Appeal from the United States District Court for the Western District of Texas (EP-01-CR-1132-ALL-DB)
December 31, 2002
Before BARKSDALE, DeMOSS, AND BENAVIDES, Circuit Judges.
PER CURIAM:*
Julio Ochoa-Navarro was convicted of illegal reentry into the
United States after deportation, in violation of 8 U.S.C. § 1326.
He appeals the district court’s interpretation of U.S.S.G.

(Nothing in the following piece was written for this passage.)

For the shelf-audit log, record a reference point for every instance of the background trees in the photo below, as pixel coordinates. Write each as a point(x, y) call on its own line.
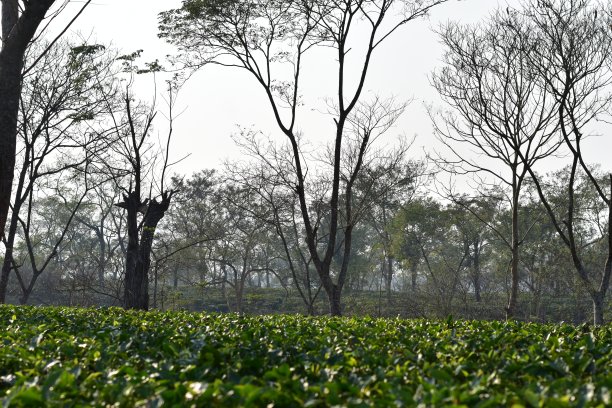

§ 2L1.2(b)(1)(C) at his resentencing. Our court reviews de novo a
district court’s interpretation of sentencing guidelines. E.g.,
United States v. Cervantes-Nava, 281 F.3d 501, 506 (5th Cir.),
cert. denied, 122 S. CT. 2379 (2002).
* Pursuant to 5TH CIR. R. 47.5, the court has determined that this opinion should not be published and is not precedent except under the limited circumstances set forth in 5TH CIR. R. 47.5.4. Ochoa contends: his prior felony conviction for possession of
heroin did not merit the eight-level adjustment provided in
§ 2L1.2(b)(1)(C) for an “aggravated felony”; and, instead, he
should have received only the four-level adjustment provided in
§ 2L1.2(b)(1)(D) for “any other felony”. Ochoa’s contentions
regarding the definitions of “drug trafficking offense” and
“aggravated felony” were quite recently rejected by our court in
United States v. Caicedo-Cuero, No. 02-20751, 2002 WL 31521599, *6-
*11 (5th Cir. 2002).
Ochoa further asserts § 1326(b)(2) is unconstitutional because
it treats a prior conviction for an aggravated felony as a
sentencing factor, not as an element of the offense. Ochoa
concedes his assertion is foreclosed by Almendarez-Torres v. United
States, 523 U.S. 224 (1998), but he seeks to preserve the issue for
Supreme Court review in light of the decision in Apprendi v. New
Jersey, 530 U.S. 466 (2000). Id. Apprendi did not overrule
Almendarez-Torres. See Apprendi, 530 U.S. at 489-90; United States
v. Dabeit, 231 F.3d 979, 984 (5th Cir. 2000).